Another problem that parents who adopt children may run into are the cultural differences. Wherever the child grew up they may have been used to playing outside all the time or wearing little or no clothes. The US is more strict about these things and children of younger ages are not allowed outside without an adult. It is inappropriate in our society to take a child out of the house without an outfit on and in other place the chile may just be naked or in a diaper. Depending on the quality of the country the child is used too they may not have adequate plumbing so the child may think that going to the bathroom outdoors is appropriate. These differenece can present an immediate barrier but with some teaching and teamwork parents can teach proper behavior to not cause other families to not welcome the child into the neighborhood.

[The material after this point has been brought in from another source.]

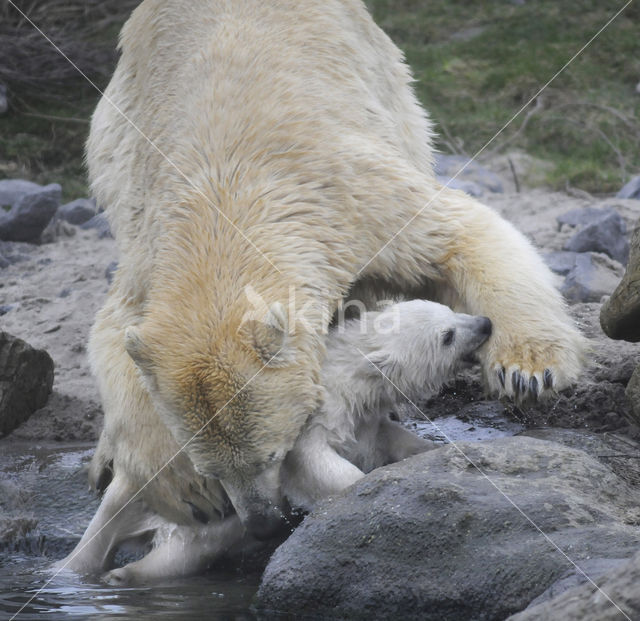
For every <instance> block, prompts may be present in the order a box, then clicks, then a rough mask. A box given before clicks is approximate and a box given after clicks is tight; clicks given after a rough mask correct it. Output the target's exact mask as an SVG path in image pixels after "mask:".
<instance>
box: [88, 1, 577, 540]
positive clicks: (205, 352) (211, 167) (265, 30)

Making Them Feel Like Family

Bringing an adopted child into a already formed family might also raise some issues. When bringing in a child when there are already children present who are set and used to their current roles can sometimes cause some unpleasnt feeling towards the newcomer because it causes the the children who were already there to feel threatened. They may feel as if they are being replaced by the adopted child so the adopting parents need to work hard to make everyone feel as if they are equal.
It is hard for parents to not give all of their attention to the newly adopted child because they are coming into this strange situation with new people and sometimes they need more attention and love to feel as if they really do belong there. The barriers that were mentioned in the previous section also cause situations where more attention may have to be provided to the adopted child and these are issues that have to be worked around. So with all of the obstacles that are already present then they have to worry about making sure the entire family can function all together with each other and not feel left out.
Ways around these problems are to schedule times where the entire family will do something together and spend time while supervised so they can get to know each other. If one parent does have to concentrate their time on working with the adopted child then the other should spend time with the other children and each time this needs to happen the parent take turns with each so this way they do not feel there are specific favorites for each parent. Each parent helping with the needs of all the children is the only way to work through the differences in a healthy way and establish the greatest bonds between themselves and the children as well as letting situations develop where the children can form bonds with each other too.

United States Statistics

In 1944, an estimated 50,000 children were adopted in the United States.[2]
In 1970, an estimated 175,000 children were adopted in the United States.[3]
In 1986, an estimated 104,000 children were adopted in the United States.[4]
In 2000, an estimated 127,000 children were adopted in the United States. [5]
In 2001, an estimated 127,000 children were adopted in the United States.[6]